No sonho Jonathan era um importuno observador dentro de um quarto. Ali podia ver poucos móveis velhos iluminados por fachos de luz que emanavam dos postes na calçada e invadiam o quarto através da janela que ficava logo acima da cabeceira da cama de solteiros onde dormia placidamente um menino. Menino gordinho, bochechudo e feliz. A porta do quarto se abriu, permitindo que uma luz mais forte invadisse o cômodo. Era um homem, Jonathan o podia ver, mas a imagem estava turva demais para ser reconhecida. O homem aproximou-se da cama... Arqueou-se sobre o garoto branquelo e o menino que supostamente dormia sorriu escondido...
*****
Maria desceu do veículo. Estava temerosa. Não gostava daquela vila de muros pichados e gangues nos becos. Mas precisava estar ao lado do marido. Alguma coisa estava acontecendo. Alguma coisa séria tirara seu esposo dos braços de Morfeu e o levara madrugada à dentro atrás de algo misterioso.
Demorou alguns segundos de pura aflição e batidas de palmas para que as luzes da casinha enfim acendessem.
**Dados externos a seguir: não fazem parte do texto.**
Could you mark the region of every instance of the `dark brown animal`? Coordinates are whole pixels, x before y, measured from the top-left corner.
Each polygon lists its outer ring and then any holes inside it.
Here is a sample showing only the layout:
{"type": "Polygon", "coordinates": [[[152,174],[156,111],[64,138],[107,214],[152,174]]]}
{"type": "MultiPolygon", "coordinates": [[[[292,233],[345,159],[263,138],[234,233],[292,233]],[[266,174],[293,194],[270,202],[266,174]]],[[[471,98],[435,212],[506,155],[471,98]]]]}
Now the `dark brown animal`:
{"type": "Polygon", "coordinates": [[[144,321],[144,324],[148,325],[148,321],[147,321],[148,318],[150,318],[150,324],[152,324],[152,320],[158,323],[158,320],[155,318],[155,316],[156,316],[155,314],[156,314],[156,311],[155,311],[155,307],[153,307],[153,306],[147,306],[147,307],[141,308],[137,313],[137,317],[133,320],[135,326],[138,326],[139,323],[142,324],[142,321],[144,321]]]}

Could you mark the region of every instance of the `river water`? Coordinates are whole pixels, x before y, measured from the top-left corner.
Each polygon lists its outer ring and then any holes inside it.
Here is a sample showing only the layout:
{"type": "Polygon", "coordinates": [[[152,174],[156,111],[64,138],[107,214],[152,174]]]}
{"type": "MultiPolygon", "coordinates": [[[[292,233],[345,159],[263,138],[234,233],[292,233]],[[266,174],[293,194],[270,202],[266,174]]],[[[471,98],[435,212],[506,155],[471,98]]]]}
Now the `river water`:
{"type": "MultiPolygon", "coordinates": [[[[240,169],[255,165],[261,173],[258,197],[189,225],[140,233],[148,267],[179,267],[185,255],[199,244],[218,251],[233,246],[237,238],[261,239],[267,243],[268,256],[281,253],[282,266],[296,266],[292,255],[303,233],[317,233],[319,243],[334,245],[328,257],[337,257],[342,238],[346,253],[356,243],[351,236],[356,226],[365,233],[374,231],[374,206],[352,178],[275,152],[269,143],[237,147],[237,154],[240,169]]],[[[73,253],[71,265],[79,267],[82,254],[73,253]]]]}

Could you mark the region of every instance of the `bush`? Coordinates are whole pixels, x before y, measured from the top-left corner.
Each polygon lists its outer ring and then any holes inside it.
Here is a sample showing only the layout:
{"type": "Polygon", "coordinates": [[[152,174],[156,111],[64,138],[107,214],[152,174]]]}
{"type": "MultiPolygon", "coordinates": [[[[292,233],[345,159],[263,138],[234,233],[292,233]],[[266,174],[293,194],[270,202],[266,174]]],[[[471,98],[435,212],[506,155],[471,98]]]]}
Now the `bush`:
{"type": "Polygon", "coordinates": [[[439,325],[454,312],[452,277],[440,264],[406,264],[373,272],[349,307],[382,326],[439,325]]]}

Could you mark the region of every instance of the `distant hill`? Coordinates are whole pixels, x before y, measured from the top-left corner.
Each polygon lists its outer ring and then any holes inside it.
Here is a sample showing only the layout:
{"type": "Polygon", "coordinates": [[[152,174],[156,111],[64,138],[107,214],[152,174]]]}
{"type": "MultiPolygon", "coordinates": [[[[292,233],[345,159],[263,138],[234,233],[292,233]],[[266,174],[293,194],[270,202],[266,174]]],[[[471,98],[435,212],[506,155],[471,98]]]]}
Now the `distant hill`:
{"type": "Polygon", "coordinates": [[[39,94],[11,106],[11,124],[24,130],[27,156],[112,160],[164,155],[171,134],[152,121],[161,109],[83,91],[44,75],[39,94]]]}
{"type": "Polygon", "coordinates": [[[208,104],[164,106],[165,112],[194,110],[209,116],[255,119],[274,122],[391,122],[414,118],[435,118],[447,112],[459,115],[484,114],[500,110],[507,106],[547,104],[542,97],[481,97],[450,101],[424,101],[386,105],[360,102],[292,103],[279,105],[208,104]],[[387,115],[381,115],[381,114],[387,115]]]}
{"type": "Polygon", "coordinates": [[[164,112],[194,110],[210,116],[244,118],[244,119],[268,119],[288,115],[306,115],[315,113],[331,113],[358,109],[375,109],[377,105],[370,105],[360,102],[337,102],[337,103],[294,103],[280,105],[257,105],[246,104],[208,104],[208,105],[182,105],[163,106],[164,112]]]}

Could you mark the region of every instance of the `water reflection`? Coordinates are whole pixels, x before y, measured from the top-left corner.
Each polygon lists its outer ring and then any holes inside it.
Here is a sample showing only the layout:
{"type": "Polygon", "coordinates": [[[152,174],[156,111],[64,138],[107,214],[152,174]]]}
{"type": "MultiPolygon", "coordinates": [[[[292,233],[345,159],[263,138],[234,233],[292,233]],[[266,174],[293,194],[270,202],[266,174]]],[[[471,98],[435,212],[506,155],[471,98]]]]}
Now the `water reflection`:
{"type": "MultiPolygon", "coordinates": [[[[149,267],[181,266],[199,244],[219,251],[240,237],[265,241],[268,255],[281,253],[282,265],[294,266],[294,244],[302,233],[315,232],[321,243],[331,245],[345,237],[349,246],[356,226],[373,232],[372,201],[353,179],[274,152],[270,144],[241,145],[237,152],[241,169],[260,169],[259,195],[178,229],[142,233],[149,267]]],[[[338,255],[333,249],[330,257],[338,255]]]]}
E mais outros segundos intermináveis até que a porta se abrisse... Jonathan não segurou as lágrimas. Como pudera esquecer aquele rosto, como pudera?!
"Nunca desista dos seus sonhos", foi o que o pai do menino disse após estalar o último beijo em sua testa antes de sumir no mundo. "Eu sou um nada, um escroto, mas você é bom e corajoso, meu filho. Papai vai, mas um dia volta".
O homem do elevador surgiu, com os cabelos desgrenhados e um sorriso na face.
Jonathan não esperou nada mais. Abraçou aquele homem como sempre sonhou abraçar. Não sabia nem queria saber o que levou seu genitor a sumir... Isso não era assunto para um reencontro... Não precisa pronunciar e nem ouvia palavras de consolo... Tudo que Jonathan queria e carecia era dos braços quentes de um pai... O seu pai!